Snapped a picture when I was moving Jor to his/her tank. My hands are quite small.








Jor's set up for now









Sigh, I'm having a hard time not saying "him" lol


----------



## ThaLadyPit (Oct 12, 2008)

Cute little thing. As much as we hate to pay to save them, sometimes it's all we can do to save them. You did right by your heart Celeste, and that's all that matters. Best of luck getting Jor healthy and finding him a new home when he's ready.


----------



## circlemkennels (Aug 29, 2010)

good luck getting jor healthy again... hes lucky you went by the pet store


----------



## EckoMac (Aug 25, 2010)

Good on you for rescuing him. Jor is a very colorful little Rat Snake. 
Most of those pet stores don't have adequate heat for yound Herps. I'm stoked that Jor found you and vice versa.


----------



## Celestial88 (Mar 14, 2011)

ThaLadyPit said:


> Cute little thing. As much as we hate to pay to save them, sometimes it's all we can do to save them. You did right by your heart Celeste, and that's all that matters. Best of luck getting Jor healthy and finding him a new home when he's ready.

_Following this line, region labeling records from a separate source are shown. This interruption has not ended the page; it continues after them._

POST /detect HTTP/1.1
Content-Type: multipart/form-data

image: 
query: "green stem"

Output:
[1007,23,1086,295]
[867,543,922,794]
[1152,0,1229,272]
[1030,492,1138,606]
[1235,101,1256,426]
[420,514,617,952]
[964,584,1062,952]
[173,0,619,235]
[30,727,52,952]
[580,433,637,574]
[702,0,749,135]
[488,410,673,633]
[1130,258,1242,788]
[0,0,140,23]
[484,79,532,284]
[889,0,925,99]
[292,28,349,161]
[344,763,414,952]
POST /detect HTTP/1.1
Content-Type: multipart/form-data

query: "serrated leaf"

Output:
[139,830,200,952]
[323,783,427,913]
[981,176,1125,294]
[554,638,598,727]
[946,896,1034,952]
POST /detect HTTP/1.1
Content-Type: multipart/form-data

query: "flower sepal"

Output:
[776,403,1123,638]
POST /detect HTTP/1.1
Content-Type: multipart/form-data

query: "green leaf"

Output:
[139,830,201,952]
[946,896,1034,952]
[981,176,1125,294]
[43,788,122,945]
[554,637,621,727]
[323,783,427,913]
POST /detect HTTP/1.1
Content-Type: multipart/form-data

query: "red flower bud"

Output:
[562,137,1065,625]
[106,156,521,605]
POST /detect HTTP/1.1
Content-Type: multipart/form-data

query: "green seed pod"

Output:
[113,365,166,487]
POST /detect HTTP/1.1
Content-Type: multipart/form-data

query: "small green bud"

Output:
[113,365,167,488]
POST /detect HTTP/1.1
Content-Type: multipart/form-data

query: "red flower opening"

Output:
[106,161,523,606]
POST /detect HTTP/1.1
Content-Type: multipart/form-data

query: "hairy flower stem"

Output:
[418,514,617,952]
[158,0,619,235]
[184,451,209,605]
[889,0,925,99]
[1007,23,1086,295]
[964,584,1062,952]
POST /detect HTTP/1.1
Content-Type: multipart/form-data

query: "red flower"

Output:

Thank you <3 I appreciate the kind words of support.



circlemkennels said:


> good luck getting jor healthy again... hes lucky you went by the pet store


Thank you, so far it's looking good! I better learn to stay away from petstores until I'm living on my own. My family wants to kill me xD



EckoMac said:


> Good on you for rescuing him. Jor is a very colorful little Rat Snake.
> Most of those pet stores don't have adequate heat for yound Herps. I'm stoked that Jor found you and vice versa.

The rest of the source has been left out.